Les DĂ©sastres de la guerre

Les DĂ©sastres de la guerre

 

IV, 45

 

1811-1812

 

Par conflict Roy, regne abandonnera,

Le plus grand chef faillira au besoin

Mors profligez peu en rechapera,

Tous destranchez, vn en sera témoin.

 

La guerre en espagne

 

Après la «souricière de Bayonne», dépositaire de la Couronne d'Espagne, Napoléon Ier désigne son frère aîné, Joseph, pour devenir le nouveau roi ; celui-ci est contraint d'abandonner le Royaume de Naples, où il régnait jusqu'alors, et fait son entrée à Madrid le 20 juillet 1808. Joseph Ier est mal accueilli par ses nouveaux sujets. Il n'a emménagé dans son nouveau palais qu'à coups de baïonnettes et n'a pu se séparer de son escorte. Les Espagnols sont attachés profondément à leur famille royale qu'ils considèrent comme retenue captive en France.
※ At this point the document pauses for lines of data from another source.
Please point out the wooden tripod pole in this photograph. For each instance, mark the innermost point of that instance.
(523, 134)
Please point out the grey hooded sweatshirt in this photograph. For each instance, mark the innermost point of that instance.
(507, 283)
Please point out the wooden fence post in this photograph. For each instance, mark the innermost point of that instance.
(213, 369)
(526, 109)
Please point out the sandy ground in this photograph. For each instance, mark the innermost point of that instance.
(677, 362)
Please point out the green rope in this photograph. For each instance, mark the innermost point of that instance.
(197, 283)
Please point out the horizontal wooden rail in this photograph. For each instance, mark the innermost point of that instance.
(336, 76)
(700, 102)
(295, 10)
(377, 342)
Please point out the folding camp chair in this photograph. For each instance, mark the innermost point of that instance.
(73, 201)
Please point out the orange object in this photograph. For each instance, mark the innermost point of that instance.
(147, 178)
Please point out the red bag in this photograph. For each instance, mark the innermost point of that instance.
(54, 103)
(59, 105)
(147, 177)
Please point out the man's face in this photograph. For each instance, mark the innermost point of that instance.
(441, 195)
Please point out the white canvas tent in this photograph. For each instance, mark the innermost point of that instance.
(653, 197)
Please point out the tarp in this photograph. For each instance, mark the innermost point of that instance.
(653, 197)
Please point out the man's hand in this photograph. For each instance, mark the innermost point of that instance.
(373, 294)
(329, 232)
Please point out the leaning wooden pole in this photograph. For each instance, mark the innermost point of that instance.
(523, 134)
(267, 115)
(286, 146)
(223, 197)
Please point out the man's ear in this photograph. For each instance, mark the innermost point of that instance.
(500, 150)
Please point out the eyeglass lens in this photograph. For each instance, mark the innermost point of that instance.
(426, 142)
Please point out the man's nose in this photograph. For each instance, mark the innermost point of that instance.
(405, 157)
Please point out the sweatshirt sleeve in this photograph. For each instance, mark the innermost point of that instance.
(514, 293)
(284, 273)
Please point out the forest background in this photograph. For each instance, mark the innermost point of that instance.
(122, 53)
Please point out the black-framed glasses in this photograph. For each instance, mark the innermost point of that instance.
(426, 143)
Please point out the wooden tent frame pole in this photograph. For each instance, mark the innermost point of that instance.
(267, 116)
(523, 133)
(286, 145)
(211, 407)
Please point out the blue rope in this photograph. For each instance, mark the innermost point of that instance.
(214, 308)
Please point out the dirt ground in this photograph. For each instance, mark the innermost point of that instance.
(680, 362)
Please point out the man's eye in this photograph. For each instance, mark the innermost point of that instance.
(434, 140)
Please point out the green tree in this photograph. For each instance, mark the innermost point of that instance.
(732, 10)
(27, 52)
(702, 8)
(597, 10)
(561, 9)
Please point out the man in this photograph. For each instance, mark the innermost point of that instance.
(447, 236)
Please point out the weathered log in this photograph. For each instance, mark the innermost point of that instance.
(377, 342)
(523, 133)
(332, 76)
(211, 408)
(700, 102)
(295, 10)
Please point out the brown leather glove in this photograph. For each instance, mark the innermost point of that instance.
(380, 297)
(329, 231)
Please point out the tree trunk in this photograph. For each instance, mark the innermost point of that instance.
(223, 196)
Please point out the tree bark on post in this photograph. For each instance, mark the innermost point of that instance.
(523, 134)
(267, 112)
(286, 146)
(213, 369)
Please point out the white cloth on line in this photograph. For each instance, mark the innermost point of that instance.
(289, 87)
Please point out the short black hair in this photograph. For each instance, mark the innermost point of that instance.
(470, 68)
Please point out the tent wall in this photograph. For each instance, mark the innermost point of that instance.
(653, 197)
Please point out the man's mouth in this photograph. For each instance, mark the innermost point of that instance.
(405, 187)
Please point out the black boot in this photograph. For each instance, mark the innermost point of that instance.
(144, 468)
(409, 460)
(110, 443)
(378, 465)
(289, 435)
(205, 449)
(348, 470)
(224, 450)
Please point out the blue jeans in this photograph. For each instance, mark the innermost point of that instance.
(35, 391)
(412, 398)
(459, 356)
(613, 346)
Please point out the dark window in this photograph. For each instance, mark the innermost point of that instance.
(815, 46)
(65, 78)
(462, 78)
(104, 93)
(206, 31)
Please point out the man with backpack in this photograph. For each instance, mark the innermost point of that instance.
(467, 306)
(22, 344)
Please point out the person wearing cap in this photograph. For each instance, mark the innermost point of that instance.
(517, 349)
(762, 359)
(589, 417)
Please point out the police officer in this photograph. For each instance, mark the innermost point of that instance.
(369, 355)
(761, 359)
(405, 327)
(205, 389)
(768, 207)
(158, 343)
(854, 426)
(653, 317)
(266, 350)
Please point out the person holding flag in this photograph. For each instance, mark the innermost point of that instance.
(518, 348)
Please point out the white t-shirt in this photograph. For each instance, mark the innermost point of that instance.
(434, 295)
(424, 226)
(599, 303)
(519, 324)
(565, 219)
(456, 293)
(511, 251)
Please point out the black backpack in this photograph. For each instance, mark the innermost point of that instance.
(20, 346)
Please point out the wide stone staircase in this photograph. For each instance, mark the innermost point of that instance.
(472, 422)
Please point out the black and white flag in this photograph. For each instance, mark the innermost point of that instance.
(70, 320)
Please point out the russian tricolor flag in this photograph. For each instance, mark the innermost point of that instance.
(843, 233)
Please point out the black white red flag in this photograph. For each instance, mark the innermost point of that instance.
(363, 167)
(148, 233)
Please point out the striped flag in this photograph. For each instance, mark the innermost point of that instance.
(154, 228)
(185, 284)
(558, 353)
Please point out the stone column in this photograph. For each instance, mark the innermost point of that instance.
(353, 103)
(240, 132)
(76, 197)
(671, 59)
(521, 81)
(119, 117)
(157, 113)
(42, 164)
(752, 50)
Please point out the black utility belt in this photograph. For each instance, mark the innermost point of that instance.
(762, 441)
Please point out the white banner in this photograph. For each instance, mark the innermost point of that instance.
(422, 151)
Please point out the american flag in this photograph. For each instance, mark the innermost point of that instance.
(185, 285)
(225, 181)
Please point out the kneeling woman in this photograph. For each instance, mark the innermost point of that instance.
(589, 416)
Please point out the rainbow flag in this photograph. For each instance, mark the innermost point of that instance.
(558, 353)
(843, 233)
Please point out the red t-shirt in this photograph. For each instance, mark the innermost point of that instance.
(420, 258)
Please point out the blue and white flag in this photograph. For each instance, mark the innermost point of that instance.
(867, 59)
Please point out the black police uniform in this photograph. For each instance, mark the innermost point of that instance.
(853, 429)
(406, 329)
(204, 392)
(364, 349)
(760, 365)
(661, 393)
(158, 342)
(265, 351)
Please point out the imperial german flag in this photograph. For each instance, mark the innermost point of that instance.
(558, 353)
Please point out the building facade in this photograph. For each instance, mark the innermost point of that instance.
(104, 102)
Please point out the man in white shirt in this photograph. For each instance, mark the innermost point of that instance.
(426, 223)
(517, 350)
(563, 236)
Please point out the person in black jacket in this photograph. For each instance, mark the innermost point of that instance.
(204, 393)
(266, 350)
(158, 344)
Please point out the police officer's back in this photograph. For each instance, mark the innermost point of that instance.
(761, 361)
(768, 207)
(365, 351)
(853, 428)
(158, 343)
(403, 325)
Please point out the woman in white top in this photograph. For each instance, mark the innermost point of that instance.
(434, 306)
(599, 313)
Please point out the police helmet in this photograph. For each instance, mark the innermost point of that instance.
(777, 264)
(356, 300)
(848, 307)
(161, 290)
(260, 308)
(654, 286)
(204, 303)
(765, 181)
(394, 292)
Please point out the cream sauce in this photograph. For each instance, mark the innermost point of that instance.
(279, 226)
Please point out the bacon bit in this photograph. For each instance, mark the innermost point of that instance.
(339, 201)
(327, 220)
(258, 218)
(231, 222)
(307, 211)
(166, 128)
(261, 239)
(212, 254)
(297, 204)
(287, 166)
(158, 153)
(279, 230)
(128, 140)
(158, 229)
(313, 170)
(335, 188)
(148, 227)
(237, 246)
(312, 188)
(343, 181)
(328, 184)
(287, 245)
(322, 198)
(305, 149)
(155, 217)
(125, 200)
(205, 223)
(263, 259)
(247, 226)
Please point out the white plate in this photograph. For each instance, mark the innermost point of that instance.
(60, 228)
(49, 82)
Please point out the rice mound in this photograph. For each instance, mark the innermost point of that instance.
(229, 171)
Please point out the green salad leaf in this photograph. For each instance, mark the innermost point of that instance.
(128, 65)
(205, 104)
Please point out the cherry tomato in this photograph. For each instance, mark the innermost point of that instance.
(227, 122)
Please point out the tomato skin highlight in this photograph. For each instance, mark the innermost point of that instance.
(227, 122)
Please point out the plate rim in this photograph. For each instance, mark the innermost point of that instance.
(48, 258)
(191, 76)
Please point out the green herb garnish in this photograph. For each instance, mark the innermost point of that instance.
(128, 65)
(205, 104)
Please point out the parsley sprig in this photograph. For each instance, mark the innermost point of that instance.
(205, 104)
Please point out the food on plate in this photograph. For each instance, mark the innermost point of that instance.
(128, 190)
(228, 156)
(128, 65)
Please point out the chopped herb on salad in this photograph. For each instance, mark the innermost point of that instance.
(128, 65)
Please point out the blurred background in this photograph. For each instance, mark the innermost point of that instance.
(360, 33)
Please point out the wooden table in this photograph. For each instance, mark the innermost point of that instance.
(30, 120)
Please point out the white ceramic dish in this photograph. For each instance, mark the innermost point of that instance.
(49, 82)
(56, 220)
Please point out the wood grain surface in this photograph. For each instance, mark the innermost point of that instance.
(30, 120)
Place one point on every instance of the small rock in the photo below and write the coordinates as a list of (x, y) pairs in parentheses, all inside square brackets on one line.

Ils n'acceptent donc pas qu'un roi étranger les gouverne, et vont jusqu'à surnommer le nouveau souverain d'El rey intruso (le roi intrus).

 

L'instabilité permanente du régime ne permet pas à Joseph Ier de gouverner, ni même de soutenir la politique voulue par son frère. Au terme de cinq ans de conflits, le Royaume d'Espagne est le théâtre d'une lutte entre les Français et les Espagnols d'une part, et Français et les Britanniques d'autre part. La Grande Armée, appelée en renfort, est dépassée par les évènements, d'autant plus qu'elle doit lutter au même moment sur le front Est-Européen. Enfin, les erreurs stratégiques du roi d'Espagne ruinent les quelques occasions de victoire. La défaite de Vitoria, le 21 juin 1813, est un coup fatal pour la Maison Bonaparte en Espagne et provoque le départ du roi Joseph pour la France. Le 11 décembre 1813, le traité de Valençay est signé entre Napoléon Ier et Ferdinand de Bourbon : le premier rend la Couronne d'Espagne à la Maison de Bourbon et le second redevient roi sous le nom de Ferdinand VII. Ce traité met un terme définitif au plus grand État-satellite de l'Empire français (fr.wikipedia.org - Royaume d'Espagne (1808-1813)).

 

"detranchez"

 

Détrancher, trancher. «Quel langage : le fer vient (son pied) détrancher ! Et puis il faut dire le simple trancher, et non le composé détrancher. Ce dernier signifie couper en morceaux.» (Malherbe; Diverses Amours). C'était en effet le sens, jusqu'au moment où le mot disparut (Comparez couper et découper) (Ferdinand Brunot, La doctrine de Malherbe, 1891 - books.google.fr).

 

Le royaume de Joseph Bonaparte ne sera jamais qu'un royaume d'opérette auquel son expédition en Andalousie n'a fourni qu'un bref répit. Comme au début du XVIIIe siècle, quand Philippe V fut contraint de conquérir son royaume — mais cette fois dans l'hostilité générale de tout un peuple —, les années qui s'écoulent de 1810 à 1813 sont celles d'un perpétuel flux et reflux d'armées en campagne, vivant sur l'habitant et conduites du côté français par des maréchaux jaloux les uns des autres et se comportant en condottieres indépendants sans coordination entre eux, et sans que le roi Joseph, tenu en piètre estime militaire par son frère, soit en mesure d'exercer sur eux le moindre contrôle. Soult continue de piller l'Andalousie sans la contrôler vraiment. Reille gouverne théoriquement la Navarre, Macdonald la Catalogne, Suchet le Levant et une partie de l'Aragon, Ney la région de Salamanque. Tous reçoivent leurs ordres directement de Paris mais n'en font guère qu'à leur guise. Joseph ne cesse de s'en plaindre à son frère mais sans pouvoir le convaincre de lui conférer quelque autorité au-delà du périmètre étroit de sa capitale et sans cesse menacé par des incursions de partisans. S'aventurer au-delà des environs immédiats de la ville sans une forte protection militaire lui sera presque constamment refusé. Attaqués et pillés, les convois de ravitaillement seront incapables d'alimenter la capitale y provoquant une terrible famine qui fit plus de vingt mille victimes au cours de l'hiver de 1811.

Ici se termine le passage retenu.